From the definition of the sample spatial depth, it is not difficult to see that the depth value of a point x does not change if any observations are moved to ∞ along the rays connecting them to the point x. Thus the spatial depth and the spatial median are highly robust in the presence of outliers. In fact, the breakdown point of the spatial median is 1/2, depending on neither the data nor the dimension and reaching the highest possible value for the translation equivalent location estimator. Here the "breakdown point" is the prevailing quantitative measure of robustness proposed by Donoho and Huber [14]. Roughly speaking, the breakdown point is the minimum fraction of the "bad" data points that can render the estimator beyond any boundary. It is clear to see that one bad point of a data set is enough to ruin the sample mean. Thus, the breakdown point of mean is 1/n → 0, the lowest possible value. That is, the sample mean vector is not robust, hence neither is the clustering method k-means which is based on nonrobust sample means.
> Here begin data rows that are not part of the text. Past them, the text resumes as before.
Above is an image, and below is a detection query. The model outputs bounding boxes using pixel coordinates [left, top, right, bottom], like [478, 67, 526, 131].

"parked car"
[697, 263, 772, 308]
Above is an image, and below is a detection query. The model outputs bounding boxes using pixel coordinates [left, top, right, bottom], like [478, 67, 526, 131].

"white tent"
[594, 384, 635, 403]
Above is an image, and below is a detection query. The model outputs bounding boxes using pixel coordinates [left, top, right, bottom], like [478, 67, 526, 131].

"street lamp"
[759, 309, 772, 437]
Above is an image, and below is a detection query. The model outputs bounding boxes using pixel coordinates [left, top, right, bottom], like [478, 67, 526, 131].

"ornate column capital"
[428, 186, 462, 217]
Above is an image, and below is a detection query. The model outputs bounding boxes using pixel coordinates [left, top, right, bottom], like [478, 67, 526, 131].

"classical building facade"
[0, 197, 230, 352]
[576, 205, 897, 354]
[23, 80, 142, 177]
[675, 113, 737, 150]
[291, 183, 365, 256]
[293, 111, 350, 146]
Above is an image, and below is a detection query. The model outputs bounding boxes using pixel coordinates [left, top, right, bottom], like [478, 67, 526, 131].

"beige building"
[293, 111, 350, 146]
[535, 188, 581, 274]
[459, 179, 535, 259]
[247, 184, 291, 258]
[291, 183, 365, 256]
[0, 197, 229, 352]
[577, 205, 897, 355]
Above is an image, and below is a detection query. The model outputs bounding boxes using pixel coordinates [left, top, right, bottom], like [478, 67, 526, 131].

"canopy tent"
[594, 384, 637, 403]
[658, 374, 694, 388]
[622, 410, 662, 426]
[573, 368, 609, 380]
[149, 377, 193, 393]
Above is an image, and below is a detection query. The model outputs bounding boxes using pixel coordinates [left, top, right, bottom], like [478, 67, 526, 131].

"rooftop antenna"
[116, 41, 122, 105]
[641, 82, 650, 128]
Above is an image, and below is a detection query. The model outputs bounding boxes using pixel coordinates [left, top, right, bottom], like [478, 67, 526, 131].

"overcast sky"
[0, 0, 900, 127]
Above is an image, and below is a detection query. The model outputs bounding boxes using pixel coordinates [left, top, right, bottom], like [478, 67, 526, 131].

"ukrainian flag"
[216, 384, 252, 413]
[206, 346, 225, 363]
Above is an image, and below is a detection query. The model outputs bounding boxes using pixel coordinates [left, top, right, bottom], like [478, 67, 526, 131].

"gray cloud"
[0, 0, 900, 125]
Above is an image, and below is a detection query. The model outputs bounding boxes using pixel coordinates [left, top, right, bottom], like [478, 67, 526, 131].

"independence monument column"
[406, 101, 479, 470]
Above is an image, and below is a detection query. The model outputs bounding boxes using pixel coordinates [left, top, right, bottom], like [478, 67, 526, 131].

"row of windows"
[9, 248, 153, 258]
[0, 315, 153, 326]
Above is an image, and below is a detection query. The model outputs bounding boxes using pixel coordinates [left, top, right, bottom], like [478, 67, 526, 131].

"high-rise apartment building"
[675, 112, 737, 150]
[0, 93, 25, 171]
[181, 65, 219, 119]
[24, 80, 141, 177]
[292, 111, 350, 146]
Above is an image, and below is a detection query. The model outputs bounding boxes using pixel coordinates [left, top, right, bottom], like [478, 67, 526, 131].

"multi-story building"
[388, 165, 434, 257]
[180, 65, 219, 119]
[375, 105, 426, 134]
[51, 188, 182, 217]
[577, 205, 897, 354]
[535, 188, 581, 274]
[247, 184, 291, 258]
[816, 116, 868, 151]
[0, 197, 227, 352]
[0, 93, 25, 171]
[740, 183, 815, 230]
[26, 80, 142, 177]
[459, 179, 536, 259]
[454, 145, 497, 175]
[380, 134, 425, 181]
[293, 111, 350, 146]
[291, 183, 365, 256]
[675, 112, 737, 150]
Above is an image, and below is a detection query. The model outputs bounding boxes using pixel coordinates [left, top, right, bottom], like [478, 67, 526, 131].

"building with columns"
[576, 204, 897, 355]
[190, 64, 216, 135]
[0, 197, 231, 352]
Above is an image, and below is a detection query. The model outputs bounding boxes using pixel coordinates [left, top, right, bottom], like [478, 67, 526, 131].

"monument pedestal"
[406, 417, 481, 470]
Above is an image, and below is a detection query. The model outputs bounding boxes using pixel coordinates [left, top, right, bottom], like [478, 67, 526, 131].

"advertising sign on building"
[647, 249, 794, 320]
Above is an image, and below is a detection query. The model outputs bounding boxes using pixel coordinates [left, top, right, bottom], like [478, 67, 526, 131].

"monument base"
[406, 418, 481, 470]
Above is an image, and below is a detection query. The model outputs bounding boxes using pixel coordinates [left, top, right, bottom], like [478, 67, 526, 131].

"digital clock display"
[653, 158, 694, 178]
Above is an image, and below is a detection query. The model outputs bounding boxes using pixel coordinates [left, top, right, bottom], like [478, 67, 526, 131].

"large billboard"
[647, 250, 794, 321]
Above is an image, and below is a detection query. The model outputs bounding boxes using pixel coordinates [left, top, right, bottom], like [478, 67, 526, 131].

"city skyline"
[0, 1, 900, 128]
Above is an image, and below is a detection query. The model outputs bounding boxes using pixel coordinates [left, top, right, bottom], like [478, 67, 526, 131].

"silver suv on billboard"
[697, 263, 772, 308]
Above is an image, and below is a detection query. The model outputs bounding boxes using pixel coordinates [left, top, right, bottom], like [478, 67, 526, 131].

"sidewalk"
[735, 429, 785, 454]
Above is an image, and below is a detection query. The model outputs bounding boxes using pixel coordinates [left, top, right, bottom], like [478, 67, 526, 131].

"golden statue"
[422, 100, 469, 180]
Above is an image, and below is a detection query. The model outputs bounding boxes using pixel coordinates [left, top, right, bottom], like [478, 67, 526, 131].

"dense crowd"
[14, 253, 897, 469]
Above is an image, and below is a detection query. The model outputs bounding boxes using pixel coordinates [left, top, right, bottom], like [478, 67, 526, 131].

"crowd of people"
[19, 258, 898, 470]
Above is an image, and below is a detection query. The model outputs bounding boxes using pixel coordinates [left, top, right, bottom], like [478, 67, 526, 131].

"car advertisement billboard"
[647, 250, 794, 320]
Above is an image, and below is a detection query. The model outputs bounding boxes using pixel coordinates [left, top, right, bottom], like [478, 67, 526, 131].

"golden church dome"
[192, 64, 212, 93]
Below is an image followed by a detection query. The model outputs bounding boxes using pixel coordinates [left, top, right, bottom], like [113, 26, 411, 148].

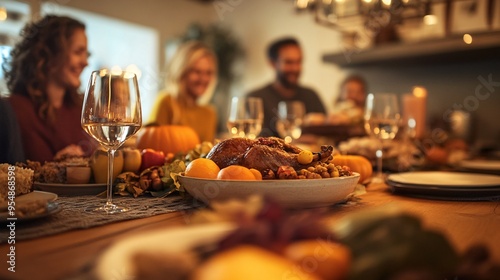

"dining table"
[0, 182, 500, 279]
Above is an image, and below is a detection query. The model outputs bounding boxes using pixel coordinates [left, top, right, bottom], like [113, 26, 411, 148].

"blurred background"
[0, 0, 500, 147]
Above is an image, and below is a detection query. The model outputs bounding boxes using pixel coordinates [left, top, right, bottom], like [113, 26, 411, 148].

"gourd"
[333, 155, 373, 184]
[136, 125, 200, 155]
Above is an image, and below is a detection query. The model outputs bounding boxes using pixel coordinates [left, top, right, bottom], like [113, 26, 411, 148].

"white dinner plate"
[96, 223, 236, 280]
[0, 191, 57, 211]
[33, 182, 106, 195]
[457, 159, 500, 172]
[179, 173, 360, 208]
[0, 202, 61, 223]
[387, 171, 500, 200]
[387, 171, 500, 188]
[0, 191, 61, 222]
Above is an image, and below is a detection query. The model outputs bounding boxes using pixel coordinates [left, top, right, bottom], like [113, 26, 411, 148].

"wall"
[357, 58, 500, 148]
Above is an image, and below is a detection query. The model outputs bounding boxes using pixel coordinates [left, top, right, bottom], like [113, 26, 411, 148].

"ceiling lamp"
[294, 0, 432, 31]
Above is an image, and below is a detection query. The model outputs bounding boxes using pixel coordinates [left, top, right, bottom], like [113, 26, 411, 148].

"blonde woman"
[149, 41, 217, 141]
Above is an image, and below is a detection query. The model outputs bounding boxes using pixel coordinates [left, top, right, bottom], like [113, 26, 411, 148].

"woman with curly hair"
[3, 15, 95, 162]
[149, 41, 217, 141]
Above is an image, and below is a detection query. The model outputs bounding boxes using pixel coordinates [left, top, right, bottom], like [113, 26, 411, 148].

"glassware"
[81, 69, 142, 214]
[276, 101, 306, 143]
[227, 97, 264, 139]
[364, 93, 401, 181]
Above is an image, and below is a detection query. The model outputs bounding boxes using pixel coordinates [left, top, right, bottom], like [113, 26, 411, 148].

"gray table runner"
[0, 195, 200, 243]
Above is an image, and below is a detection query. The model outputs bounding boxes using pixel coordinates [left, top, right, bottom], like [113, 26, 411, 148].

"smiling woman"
[149, 41, 217, 141]
[3, 15, 95, 161]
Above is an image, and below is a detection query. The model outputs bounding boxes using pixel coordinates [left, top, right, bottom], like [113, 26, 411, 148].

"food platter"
[178, 173, 360, 208]
[95, 223, 236, 280]
[33, 182, 106, 195]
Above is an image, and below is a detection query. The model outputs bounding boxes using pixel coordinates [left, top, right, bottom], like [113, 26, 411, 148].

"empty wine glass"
[81, 69, 142, 214]
[276, 101, 306, 143]
[364, 93, 401, 181]
[227, 97, 264, 139]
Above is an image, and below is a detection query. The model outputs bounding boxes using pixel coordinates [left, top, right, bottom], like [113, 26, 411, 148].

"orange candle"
[403, 86, 427, 139]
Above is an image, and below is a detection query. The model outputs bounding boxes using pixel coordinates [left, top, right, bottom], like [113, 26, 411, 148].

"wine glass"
[276, 101, 306, 143]
[364, 93, 401, 181]
[81, 69, 142, 214]
[227, 97, 264, 139]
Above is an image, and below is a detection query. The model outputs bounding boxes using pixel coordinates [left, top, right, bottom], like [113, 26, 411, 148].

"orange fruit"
[190, 245, 320, 280]
[283, 239, 351, 280]
[217, 165, 256, 180]
[184, 158, 220, 179]
[250, 168, 262, 180]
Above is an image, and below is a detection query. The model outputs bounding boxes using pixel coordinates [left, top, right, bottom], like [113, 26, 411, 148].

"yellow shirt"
[149, 94, 217, 142]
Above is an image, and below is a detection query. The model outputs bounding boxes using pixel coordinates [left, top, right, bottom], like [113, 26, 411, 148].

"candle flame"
[413, 87, 427, 98]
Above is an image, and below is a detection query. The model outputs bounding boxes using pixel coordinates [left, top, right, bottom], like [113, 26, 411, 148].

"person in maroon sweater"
[3, 15, 96, 162]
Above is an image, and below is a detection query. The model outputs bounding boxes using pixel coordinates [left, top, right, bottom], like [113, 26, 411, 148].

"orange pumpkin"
[136, 125, 200, 155]
[333, 155, 373, 183]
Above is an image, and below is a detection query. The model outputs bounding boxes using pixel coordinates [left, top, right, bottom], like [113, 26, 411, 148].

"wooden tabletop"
[0, 185, 500, 279]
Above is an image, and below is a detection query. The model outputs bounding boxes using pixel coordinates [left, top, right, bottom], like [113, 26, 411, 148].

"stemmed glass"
[276, 101, 306, 143]
[81, 69, 142, 214]
[364, 93, 401, 181]
[227, 97, 264, 139]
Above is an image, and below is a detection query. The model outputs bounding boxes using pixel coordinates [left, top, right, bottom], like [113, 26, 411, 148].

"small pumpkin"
[333, 155, 373, 183]
[136, 125, 200, 155]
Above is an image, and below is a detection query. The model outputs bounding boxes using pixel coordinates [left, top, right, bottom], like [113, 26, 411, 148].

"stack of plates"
[456, 159, 500, 175]
[387, 171, 500, 200]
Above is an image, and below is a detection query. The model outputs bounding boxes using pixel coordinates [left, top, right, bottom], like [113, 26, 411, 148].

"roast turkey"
[207, 137, 333, 172]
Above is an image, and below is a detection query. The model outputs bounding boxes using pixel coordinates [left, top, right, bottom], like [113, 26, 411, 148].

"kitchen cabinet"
[323, 31, 500, 68]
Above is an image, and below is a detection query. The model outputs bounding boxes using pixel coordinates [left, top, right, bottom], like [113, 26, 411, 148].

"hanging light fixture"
[294, 0, 432, 30]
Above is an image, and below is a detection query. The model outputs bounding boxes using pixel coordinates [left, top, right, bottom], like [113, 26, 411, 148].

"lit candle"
[403, 86, 427, 139]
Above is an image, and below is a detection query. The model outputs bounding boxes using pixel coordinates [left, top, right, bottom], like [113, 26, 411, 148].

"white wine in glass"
[227, 97, 264, 139]
[276, 101, 306, 143]
[81, 69, 142, 214]
[365, 93, 401, 181]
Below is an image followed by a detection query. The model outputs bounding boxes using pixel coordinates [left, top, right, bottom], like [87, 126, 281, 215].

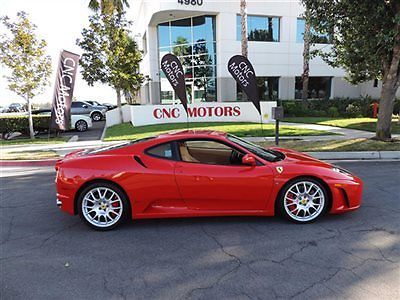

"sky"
[0, 0, 116, 106]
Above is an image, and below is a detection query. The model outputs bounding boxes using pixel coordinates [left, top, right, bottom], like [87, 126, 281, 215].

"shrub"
[328, 106, 340, 118]
[346, 104, 362, 117]
[0, 115, 50, 136]
[282, 97, 386, 118]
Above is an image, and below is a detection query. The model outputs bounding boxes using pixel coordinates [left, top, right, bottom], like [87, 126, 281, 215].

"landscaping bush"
[282, 97, 400, 118]
[328, 106, 340, 118]
[0, 115, 50, 136]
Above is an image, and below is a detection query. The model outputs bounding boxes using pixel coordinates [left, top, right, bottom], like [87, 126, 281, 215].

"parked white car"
[32, 109, 93, 132]
[71, 115, 93, 132]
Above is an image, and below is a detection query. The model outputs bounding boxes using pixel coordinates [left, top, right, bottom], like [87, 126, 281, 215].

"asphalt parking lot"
[63, 120, 106, 141]
[0, 162, 400, 299]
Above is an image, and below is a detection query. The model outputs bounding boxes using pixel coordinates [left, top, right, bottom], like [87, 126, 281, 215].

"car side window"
[146, 143, 173, 159]
[178, 140, 244, 166]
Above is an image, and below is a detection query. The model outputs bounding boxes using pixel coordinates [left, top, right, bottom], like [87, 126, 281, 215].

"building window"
[236, 77, 279, 101]
[296, 18, 331, 44]
[236, 15, 280, 42]
[142, 32, 147, 55]
[295, 77, 332, 99]
[158, 16, 217, 104]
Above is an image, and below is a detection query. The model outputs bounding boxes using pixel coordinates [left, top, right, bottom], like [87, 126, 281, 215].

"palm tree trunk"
[240, 0, 248, 57]
[117, 89, 124, 123]
[375, 24, 400, 141]
[26, 97, 35, 140]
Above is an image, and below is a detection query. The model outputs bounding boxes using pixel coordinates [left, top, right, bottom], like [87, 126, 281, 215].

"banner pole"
[260, 114, 264, 138]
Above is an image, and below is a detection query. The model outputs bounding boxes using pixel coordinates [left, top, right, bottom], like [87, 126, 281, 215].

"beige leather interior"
[179, 143, 232, 165]
[179, 143, 199, 163]
[188, 147, 232, 165]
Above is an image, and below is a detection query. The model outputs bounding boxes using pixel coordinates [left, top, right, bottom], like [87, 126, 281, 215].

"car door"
[175, 140, 273, 211]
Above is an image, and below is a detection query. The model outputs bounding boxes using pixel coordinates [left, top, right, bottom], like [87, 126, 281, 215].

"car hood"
[270, 147, 332, 168]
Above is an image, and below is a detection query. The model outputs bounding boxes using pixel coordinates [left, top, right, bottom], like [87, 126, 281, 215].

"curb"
[0, 151, 400, 167]
[305, 151, 400, 160]
[0, 159, 58, 167]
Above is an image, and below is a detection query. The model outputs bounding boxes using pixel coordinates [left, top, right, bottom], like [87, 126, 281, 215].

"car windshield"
[228, 134, 285, 161]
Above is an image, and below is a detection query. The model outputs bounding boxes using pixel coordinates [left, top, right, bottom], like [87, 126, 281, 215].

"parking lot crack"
[188, 226, 242, 298]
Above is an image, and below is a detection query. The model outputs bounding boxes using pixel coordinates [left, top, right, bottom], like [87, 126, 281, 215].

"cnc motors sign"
[50, 50, 79, 130]
[128, 102, 276, 126]
[228, 55, 261, 115]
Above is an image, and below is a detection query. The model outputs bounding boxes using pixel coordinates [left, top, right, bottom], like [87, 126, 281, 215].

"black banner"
[228, 55, 261, 115]
[50, 50, 79, 130]
[161, 53, 187, 113]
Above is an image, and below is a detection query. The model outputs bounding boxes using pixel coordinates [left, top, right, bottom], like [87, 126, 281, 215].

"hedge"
[0, 115, 50, 136]
[281, 97, 400, 118]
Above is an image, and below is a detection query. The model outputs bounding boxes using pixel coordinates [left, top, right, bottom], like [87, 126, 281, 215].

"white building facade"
[130, 0, 388, 104]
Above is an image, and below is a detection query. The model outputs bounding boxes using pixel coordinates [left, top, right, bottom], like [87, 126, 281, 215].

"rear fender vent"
[133, 155, 147, 168]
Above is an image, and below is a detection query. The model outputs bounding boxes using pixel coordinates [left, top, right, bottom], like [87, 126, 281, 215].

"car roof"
[158, 129, 227, 139]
Unlike the componentwise median, the spatial median is equivariant under orthogonal transformations (e.g. rotations) of the data though it is not equivariant under general affine transformation. The spatial median may not be a reasonable estimate when the scale of different coordinates of the data are widely different. It is, however, very desirable for preprocessed gene data, where variables are isometric.

The complexity of the spatial median is O(n2) for sample size n regardless of the dimension. This independence of dimension is particularly important for HDLSS data because high dimension usually causes problems for classical methods.

In our bisecting k-spatialMedian algorithm, we propose the use of a robust spatial median to replace the non-robust mean or the less-robust componentwise median to determine the center of the data. The bisecting k-spatialMedian algorithm is shown to be more robust than the bisecting k-median algorithm in high dimension.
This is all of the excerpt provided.